The responsibility to protect (RtoP or R2P) is a norm or set of principles based on the idea that sovereignty is not a privilege, but a responsibility. RtoP focuses on preventing and halting four crimes: genocide, war crimes, crimes against humanity, and ethnic cleansing.[1] The responsibility to protect can be thought of as having three parts.

1. A State has a responsibility to protect its population from genocide, war crimes, crimes against humanity and ethnic cleansing (mass atrocities).
2. If the State is unable to protect its population on its own, the international community has a responsibility to assist the state by building its capacity.

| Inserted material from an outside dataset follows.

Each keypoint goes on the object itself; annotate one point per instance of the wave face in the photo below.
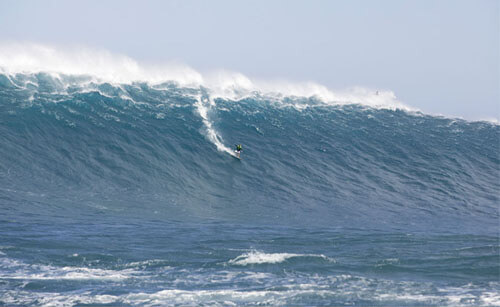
(165, 150)
(129, 194)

This can mean building early-warning capabilities, mediating conflicts between political parties, strengthening the security sector, mobilizing standby forces, and many other actions.
3. If a State is manifestly failing to protect its citizens from mass atrocities and peaceful measures are not working, the international community has the responsibility to intervene at first diplomatically, then more coercively, and as a last resort, with military force.

Assuming that the US fails to heed Jimmy Carter’s advice and is indeed guilty of a human rights violation, which of the following courses of action are indicated?

  1. Right thinking states should apply to the Security Council to impose sanctions on the United States to force food aid to be delivered to Pyongyang;
  2. If no response is forthcoming, the UN should authorize the US Armed Forces to bomb Washington to protect the North  Koreans.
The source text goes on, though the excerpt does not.